A partir de 1965 comenzó a trabajar para noticieros de Canal 13 y Canal 7, siendo el primer camarógrafo en grabar en las Islas Malvinas (experiencia de la que se desprendería luego su documental Nuestras islas Malvinas) y también el primero en cubrir la experiencia de la zafra del azúcar cubana de 1970. Ese mismo año estrenó su primer largo documental: México, la revolución congelada, en el que traza una serie de paralelismos entre el Partido Revolucionario Institucional (PRI) de aquel país y el peronismo, que por entonces estaba proscripto en Argentina.

En ese contexto de radicalización política, Gleyzer rompió con el Partido Comunista y en 1971 se sumó a las filas del Partido Revolucionario de los Trabajadores (PRT), planteando “que la incorporación a una organización que tenga un proyecto político concreto para la toma del poder es la misión fundamental de todo cineasta, de todo revolucionario que no lo sea nada más que en palabras”.

Con compañeros vinculados al PRT fundó el grupo Cine de la Base, que si bien ya había producido desde la clandestinidad los mediometrajes Swift, Ni olvido ni perdón y la Masacre de Trelew, cobró reconocimiento por su único film de ficción, Los traidores (1972), donde narraron el proceso de burocratización de un sindicalista surgido de las bases.

Gleyzer consideraba que además de la producción de films de contenido político, también era necesario modificar la forma de distribución y circulación de los mismos, para que no sean vistos únicamente por quienes tuvieron tiempo para hacerlo y podían pagar una entrada. Así, Cine de la Base se caracterizó por llevar sus proyecciones a los barrios, sindicatos y fábricas.

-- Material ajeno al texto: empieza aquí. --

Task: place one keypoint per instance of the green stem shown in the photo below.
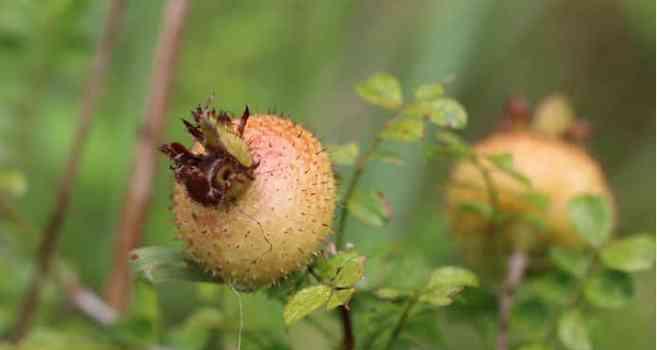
(401, 323)
(351, 189)
(493, 197)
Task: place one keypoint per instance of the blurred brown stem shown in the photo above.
(82, 298)
(52, 231)
(517, 264)
(139, 192)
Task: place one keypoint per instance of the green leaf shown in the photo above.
(305, 302)
(571, 261)
(429, 92)
(553, 288)
(390, 294)
(609, 289)
(592, 217)
(382, 90)
(340, 297)
(448, 113)
(573, 332)
(370, 207)
(405, 129)
(162, 263)
(342, 270)
(195, 332)
(12, 182)
(539, 200)
(631, 254)
(504, 163)
(343, 154)
(444, 283)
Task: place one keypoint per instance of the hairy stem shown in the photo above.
(52, 231)
(137, 200)
(401, 323)
(517, 264)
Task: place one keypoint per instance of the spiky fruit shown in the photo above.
(557, 170)
(263, 213)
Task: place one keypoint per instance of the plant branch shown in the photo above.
(351, 189)
(517, 264)
(52, 231)
(137, 200)
(401, 323)
(82, 298)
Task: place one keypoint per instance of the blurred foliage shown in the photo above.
(302, 59)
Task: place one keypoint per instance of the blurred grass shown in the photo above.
(303, 59)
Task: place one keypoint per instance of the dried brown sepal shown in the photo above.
(214, 174)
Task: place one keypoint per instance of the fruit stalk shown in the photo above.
(140, 188)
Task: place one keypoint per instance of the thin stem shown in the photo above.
(351, 189)
(348, 340)
(137, 200)
(52, 231)
(517, 265)
(401, 323)
(81, 297)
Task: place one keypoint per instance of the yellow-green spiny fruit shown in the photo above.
(558, 169)
(254, 199)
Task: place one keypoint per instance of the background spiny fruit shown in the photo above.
(277, 221)
(557, 169)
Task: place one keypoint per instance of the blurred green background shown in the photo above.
(303, 58)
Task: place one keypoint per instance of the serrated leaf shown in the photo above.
(429, 92)
(631, 254)
(609, 289)
(592, 217)
(382, 90)
(405, 129)
(350, 273)
(342, 270)
(12, 182)
(504, 163)
(343, 154)
(339, 297)
(444, 283)
(305, 302)
(573, 332)
(370, 208)
(448, 113)
(161, 264)
(571, 261)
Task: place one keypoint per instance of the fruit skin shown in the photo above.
(280, 220)
(557, 169)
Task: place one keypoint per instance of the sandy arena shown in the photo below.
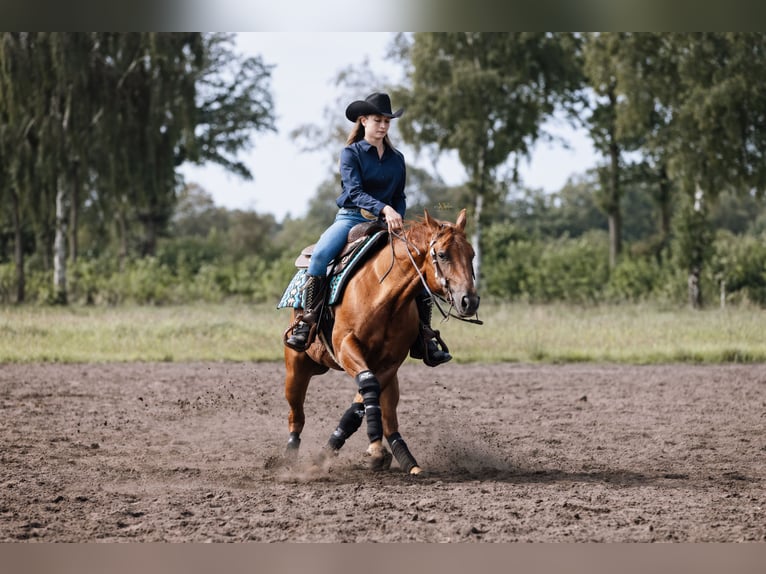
(541, 453)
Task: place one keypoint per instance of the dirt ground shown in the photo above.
(572, 453)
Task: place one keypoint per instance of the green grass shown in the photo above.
(636, 334)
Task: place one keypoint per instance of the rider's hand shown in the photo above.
(393, 219)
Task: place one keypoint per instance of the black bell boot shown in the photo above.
(302, 333)
(429, 346)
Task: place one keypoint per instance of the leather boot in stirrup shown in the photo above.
(301, 335)
(429, 346)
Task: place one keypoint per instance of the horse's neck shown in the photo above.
(403, 274)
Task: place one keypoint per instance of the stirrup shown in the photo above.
(434, 355)
(302, 334)
(430, 347)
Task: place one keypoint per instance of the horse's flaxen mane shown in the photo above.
(418, 231)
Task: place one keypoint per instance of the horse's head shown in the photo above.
(450, 272)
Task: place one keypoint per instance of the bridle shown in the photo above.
(440, 277)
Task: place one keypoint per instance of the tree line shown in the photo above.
(95, 125)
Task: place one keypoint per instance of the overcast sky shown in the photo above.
(305, 65)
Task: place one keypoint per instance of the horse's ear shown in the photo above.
(428, 219)
(460, 223)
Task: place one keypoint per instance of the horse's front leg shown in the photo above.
(389, 401)
(299, 370)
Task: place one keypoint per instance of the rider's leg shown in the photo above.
(330, 243)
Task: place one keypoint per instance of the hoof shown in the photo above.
(380, 458)
(325, 456)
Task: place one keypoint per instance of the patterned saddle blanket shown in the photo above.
(339, 271)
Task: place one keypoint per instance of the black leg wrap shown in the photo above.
(349, 424)
(401, 452)
(369, 387)
(294, 442)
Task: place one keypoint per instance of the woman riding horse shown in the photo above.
(375, 324)
(372, 179)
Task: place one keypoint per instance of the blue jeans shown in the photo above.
(332, 241)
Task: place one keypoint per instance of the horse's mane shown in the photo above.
(418, 231)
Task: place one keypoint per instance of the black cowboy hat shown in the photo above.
(377, 104)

Su último trabajo cinematográfico fue Me matan si no trabajo, y si trabajo me matan (1974), un corto sobre el problema del saturnismo (intoxicación con plomo) de los obreros de INSUD.

Ya en la mira de la Alianza Anticomunista Argentina, Raymundo viajó a Nueva York en 1976 y, a pesar del golpe de Estado del mes de marzo, decidió volver al país. El 27 de mayo de 1976 fue secuestrado en la puerta del Sindicato Cinematográfico Argentino.

Se supo que estuvo detenido en el centro clandestino El Vesubio, junto a Haroldo Conti. Sin embargo, desde entonces, permanece desaparecido.